Ey miskin Hallac-ı kendi kuşatma halkalarında daraltıp sıkan benlikler, dökülün varlığımdan, çekilip gidin yanımdan, uzaklaşın benden! Siz Hallac-ı hep istediğiniz şekle ve renge soktunuz.
Ben şimdi bu hayret yapraklarında kendinizi sarıp sarmaladığınız perdeleri yırtıyorum; sizi perdesiz bir halde, olduğunuz gibi gösteriyorum. Ve Hallac-ı, sizin kıvrım kıvrım perdelerinizin içinden, olduğu gibi çıkmasına; dostlarının sandıkları gibi, tümüyle ayıp ve noksandan arınmış biri olmadığı gibi, düşmanlarının söyledikleri gibi, bütün sermayesinin de kirlilik ve rezillikten ibaret olmadığını göstermesine izin veriyorum.

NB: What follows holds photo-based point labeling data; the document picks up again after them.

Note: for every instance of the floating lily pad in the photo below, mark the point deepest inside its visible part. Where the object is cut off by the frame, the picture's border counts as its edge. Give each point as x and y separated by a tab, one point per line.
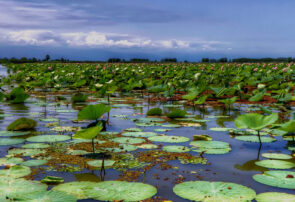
210	144
252	138
15	172
276	156
171	125
26	152
139	134
282	179
214	191
121	191
122	148
10	161
175	148
162	130
48	138
128	140
213	150
148	146
35	146
52	180
275	164
12	141
54	196
31	163
169	139
133	129
12	133
275	197
17	188
98	163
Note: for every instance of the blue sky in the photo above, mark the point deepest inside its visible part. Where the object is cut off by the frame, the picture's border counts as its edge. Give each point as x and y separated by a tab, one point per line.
154	29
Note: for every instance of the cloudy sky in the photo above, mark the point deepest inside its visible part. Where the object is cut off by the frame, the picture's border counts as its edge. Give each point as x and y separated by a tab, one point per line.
186	29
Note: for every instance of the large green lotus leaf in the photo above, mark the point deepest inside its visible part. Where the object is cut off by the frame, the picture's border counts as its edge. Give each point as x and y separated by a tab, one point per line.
48	196
275	164
12	141
98	163
35	146
275	197
26	152
17	188
93	112
255	121
122	191
276	156
222	129
162	130
122	148
148	146
78	189
176	148
212	150
49	120
128	140
214	191
10	161
48	138
210	144
31	163
149	124
15	172
133	130
252	138
12	133
88	133
169	139
139	134
288	127
52	180
282	179
171	125
148	120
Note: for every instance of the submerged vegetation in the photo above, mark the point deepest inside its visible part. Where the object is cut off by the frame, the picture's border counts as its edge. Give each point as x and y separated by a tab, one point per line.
126	132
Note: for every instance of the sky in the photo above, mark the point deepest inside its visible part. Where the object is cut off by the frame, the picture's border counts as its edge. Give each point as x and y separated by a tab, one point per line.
154	29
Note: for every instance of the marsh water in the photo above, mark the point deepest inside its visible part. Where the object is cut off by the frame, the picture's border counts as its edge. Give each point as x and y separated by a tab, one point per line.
237	166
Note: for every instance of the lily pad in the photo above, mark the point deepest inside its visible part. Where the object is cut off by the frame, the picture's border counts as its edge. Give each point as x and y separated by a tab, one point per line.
15	171
97	163
282	179
148	146
275	164
214	191
17	188
47	196
252	138
275	197
12	133
12	141
176	148
128	140
121	191
139	134
48	138
35	146
169	139
276	156
31	163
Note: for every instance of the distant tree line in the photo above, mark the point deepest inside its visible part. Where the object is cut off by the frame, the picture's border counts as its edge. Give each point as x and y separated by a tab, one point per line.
47	58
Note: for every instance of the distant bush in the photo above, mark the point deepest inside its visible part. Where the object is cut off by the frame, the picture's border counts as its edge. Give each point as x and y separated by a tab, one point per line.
154	112
79	97
176	113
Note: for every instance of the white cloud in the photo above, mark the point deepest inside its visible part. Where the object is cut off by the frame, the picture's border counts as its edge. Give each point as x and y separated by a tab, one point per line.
98	39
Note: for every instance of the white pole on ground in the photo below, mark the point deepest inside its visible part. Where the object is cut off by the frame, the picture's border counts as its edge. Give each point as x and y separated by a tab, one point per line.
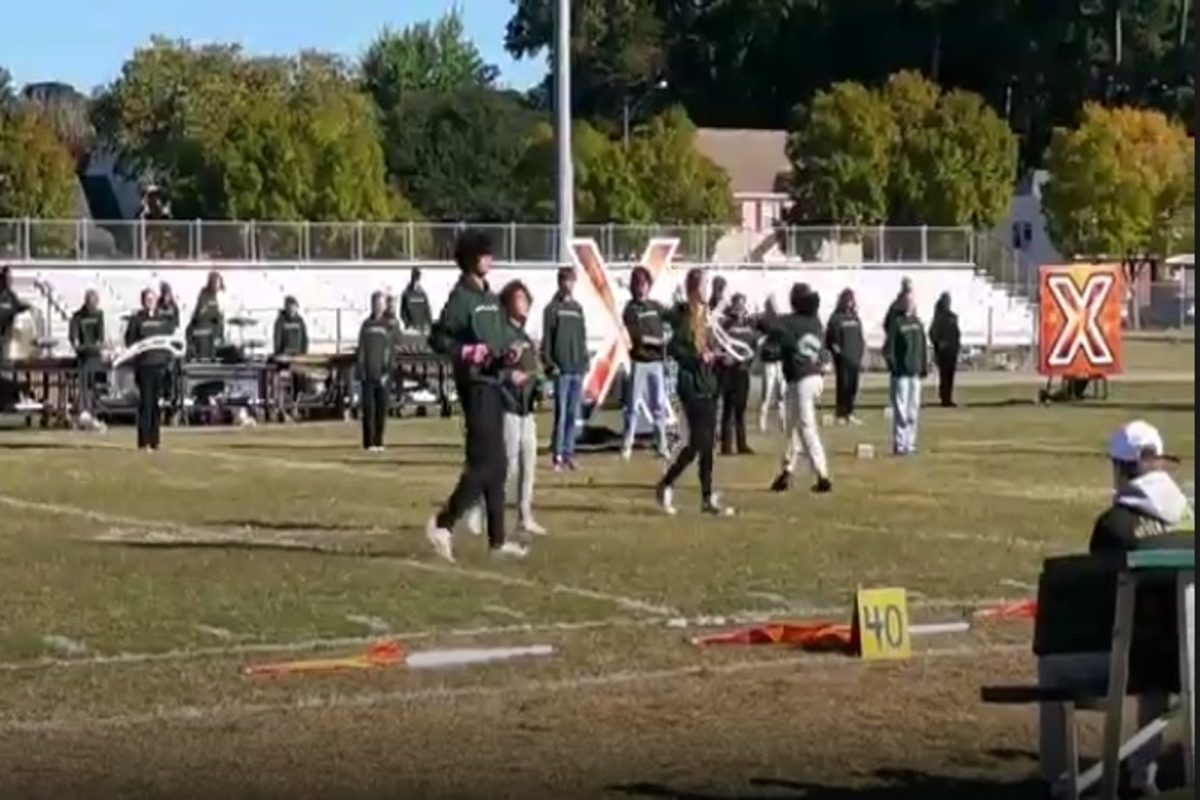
565	172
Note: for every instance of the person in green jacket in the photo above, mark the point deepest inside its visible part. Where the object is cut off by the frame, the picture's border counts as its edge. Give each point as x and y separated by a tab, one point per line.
907	364
564	350
87	335
699	388
521	389
376	355
799	336
472	332
947	341
844	340
414	305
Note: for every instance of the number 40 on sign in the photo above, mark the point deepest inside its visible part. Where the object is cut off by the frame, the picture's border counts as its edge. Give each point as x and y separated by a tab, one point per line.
881	621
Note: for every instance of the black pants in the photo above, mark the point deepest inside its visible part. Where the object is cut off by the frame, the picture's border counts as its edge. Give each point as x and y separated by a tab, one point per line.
373	411
151	382
735	396
701	413
947	365
486	467
846	388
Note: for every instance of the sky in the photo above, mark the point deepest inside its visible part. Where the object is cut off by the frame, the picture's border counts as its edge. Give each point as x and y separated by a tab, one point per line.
85	42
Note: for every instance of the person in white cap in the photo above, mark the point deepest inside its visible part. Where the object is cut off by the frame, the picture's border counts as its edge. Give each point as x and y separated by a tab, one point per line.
1146	503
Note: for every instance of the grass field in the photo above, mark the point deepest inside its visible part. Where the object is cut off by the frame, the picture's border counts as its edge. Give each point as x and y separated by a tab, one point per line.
137	587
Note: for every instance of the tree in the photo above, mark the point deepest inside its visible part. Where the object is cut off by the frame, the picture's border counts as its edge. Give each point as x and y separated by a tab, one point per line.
954	160
234	137
36	172
679	185
1119	185
424	58
455	152
840	156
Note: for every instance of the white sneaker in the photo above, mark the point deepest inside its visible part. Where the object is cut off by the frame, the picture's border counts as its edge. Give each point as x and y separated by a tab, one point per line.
510	551
665	495
441	539
532	528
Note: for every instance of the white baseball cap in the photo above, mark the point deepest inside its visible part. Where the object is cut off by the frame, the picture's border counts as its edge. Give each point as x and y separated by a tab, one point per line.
1137	440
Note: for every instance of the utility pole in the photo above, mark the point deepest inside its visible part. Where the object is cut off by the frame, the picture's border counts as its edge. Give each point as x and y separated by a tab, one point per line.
565	172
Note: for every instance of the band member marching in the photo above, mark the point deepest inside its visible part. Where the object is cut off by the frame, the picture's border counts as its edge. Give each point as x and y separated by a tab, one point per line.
735	374
87	335
520	385
799	336
697	386
844	340
376	356
471	331
564	352
647	382
150	368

Elbette bu yaprakların gelecek nesillerin eline geçmesi durumunda, onları nasıl bir hayret ve şankınlıkla değerlendireceklerini de merak ediyorum.
Acaba aralarından inanmayarak bunları reddedecek ve hikaye anlatıcılarının rivayetleri türünden sayacak kimseler çıkacak mı?